Big Edie and her daughter, Little Edie, are the stars of the 1976 cult classic Grey Gardens, a documentary madly beloved by fashionistas, feminists, and gay men the world over. In the '40s, they were glamorous relatives of Jackie O; by the '70s, the Edies were living, Tennessee Williams-style, in a squalid Hamptons manse, locked in a toxic battle of wills (not to mention a toxic fug of cat-piss fumes). On April 18, HBO is going to be airing a feature film based on the documentary, starring Jessica Lange and Drew Barrymore. Fans cried foul at the casting of Gertie as Edie, but the official trailer has been making the rounds this week, and gosh darn it if Drew isn't spot-on. (See the O.G. Little E here and here.) And how gorgeous are those period costumes?
I did an interview once with Doug Wright, who wrote the book for the 2006 Grey Gardens musical.
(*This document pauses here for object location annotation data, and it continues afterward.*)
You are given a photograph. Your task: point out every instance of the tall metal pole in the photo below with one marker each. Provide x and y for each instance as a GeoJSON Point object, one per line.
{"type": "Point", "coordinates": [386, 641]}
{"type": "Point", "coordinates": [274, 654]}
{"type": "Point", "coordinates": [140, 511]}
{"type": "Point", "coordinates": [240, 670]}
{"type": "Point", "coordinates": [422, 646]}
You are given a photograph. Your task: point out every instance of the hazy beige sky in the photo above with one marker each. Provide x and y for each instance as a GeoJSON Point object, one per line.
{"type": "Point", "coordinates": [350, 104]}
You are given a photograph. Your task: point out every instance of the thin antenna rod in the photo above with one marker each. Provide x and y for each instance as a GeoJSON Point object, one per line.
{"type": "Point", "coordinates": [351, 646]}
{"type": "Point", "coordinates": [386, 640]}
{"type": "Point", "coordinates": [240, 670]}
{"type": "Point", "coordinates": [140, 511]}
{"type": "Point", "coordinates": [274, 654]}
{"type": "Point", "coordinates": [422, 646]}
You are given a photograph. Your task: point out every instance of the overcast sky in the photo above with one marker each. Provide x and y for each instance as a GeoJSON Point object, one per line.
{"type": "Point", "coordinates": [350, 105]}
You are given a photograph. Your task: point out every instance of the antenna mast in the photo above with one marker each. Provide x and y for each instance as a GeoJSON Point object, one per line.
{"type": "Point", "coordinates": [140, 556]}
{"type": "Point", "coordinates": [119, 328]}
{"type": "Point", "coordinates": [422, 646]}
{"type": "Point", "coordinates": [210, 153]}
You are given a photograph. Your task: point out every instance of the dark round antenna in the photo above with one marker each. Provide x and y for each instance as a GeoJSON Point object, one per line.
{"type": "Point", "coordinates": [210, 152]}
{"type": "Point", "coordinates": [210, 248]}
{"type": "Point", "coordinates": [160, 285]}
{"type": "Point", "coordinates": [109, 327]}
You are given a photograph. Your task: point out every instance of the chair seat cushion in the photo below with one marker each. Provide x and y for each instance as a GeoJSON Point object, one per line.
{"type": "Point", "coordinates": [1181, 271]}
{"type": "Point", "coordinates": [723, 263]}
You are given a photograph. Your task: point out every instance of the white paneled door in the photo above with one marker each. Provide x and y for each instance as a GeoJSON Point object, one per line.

As Wright described it, the whole saga of the Edies can be read as a parable about overparenting:
I'll watch the film once and think, wow, Big Edie was really a toxic narcissist who forced her daughter to live according to her rules, and in doing so undermined her daughter's entire life. ... And then I'll watch the documentary a second time and think, wow, Little Edie was really ill-equipped to live in the world; thank God her mother gave her sanctuary. And I think at the end of the day, both things are true.
Something to think about for those of us (be-childed or otherwise) planning to spend April 18 fashioning turbans out of hand towels.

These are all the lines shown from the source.